Putin por cuarta vez

Putin


Hay la tendencia a comparar a Vladimir Putin, que acaba de obtener un cuarto mandato tras ganar las elecciones con tres cuartas partes de la votación, con los líderes comunistas que gobernaron su país hasta que en 1985 Mijail Gorbachov inició el lento proceso que derivó en el colapso del sistema.

Pero, aunque Putin fue agente soviético en Alemania Oriental y emplea métodos parecidos a los de los comunistas, su verdadera referencia son los zares que gobernaron antes de la Revolución comunista.

Durante el comunismo no había oposición, sólo disidentes. En cambio, en las últimas décadas del zarismo había, a pesar de la represión, muchas manifestaciones opositoras que compartían con las que se dan bajo el régimen de Putin la característica de ser incapaces de forzar la reforma del sistema, pero lo bastante amplias y recurrentes como para demostrar que el sistema no era perfectamente totalitario y resultar vulnerable.

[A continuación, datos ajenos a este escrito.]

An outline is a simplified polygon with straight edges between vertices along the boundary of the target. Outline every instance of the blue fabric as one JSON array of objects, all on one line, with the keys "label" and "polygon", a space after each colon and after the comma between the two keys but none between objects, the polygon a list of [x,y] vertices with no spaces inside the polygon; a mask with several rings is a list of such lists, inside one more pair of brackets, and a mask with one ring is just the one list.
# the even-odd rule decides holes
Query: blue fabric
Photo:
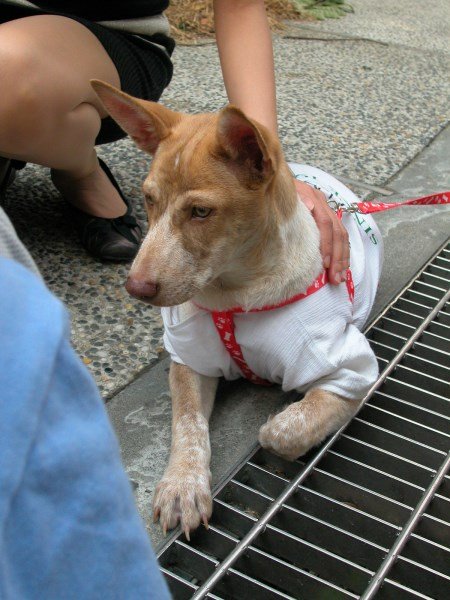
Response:
[{"label": "blue fabric", "polygon": [[0,258],[0,598],[169,593],[62,304]]}]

En los meses previos a las elecciones rusas del domingo pasado, hubo muchas manifestaciones de protesta, varias de ellas alentadas por el activista antigubernamental de turno, Alexei Navalny, que como sus antecesores se la ha pasado entrando y saliendo de la cárcel y fue inhabilitado para competir en las urnas.

Navalny pidió a los rusos abstenerse de votar y no son pocos los que lo hicieron: la participación se situó por debajo del 70% que la campaña de Putin ansiaba explícitamente. Pero esos síntomas de descontento suelen frustrarse, como en tiempos del zar, por una maquinaria que no permite canalizarlos por una vía democrática. La oposición debe dedicar una gran parte de su tiempo a sortear obstáculos, desde la represión hasta las argucias legales, antes que a organizarse para luchar por el poder.

Esta frustración derivó, en tiempos del zarismo, en la Revolución. Eso no es posible en la Rusia de Putin porque la oposición no es revolucionaria y porque el contexto social no apunta en esa dirección. Pero también es cierto que la historia rusa demuestra que los regímenes autoritarios o incluso los totalitarios han acabado desfondándose por su debilidad intrínseca después de un largo desgaste.

Putin lleva 18 años en el poder. Los primeros fueron los de la imposición del orden y la lucha contra el terrorismo checheno tras el caos que siguió al derrumbe comunista. Luego vinieron años de gran bonanza petrolera, que ayudaron a crear una clase media amplia y simpatizante del régimen, bajo un nacionalismo mediante el cual Putin revivió el orgullo de un país estaba humillado por la derrota comunista frente a Estados Unidos y Occidente. Más tarde vino el desplome de las materias primas, que afectó mucho a Rusia, pero ya para entonces Putin dirigía un sistema político aplastante. Además, la anexión de Crimea y la intervención en el oriente de Ucrania reforzaron el sentimiento nacionalista, tan fuerte en ese país.

Todo lo que ha sucedido desde entonces -la intervención en Siria, la participación encubierta en elecciones occidentales, el reciente enfrentamiento con Londres a raíz del envenenamiento de un ex agente ruso en el Reino Unido casi seguramente por encargo de Moscú- ha servido para consolidar la idea de que Rusia vuelve a ser una potencia que se hace respetar. Putin ha sabido también agitar el orgullo ruso exhibiendo ante el mundo un arsenal nuclear al que ha llamado invencible.

El zar del siglo XXI ya ha igualado el número de años en el poder que cumplió Leonid Brezhnev bajo el comunismo. Cuando finalice el mandato que acaba de darse a sí mismo con abrumadora votación, estará apenas a año y medio de igualar los años de reinado de Alejandro II.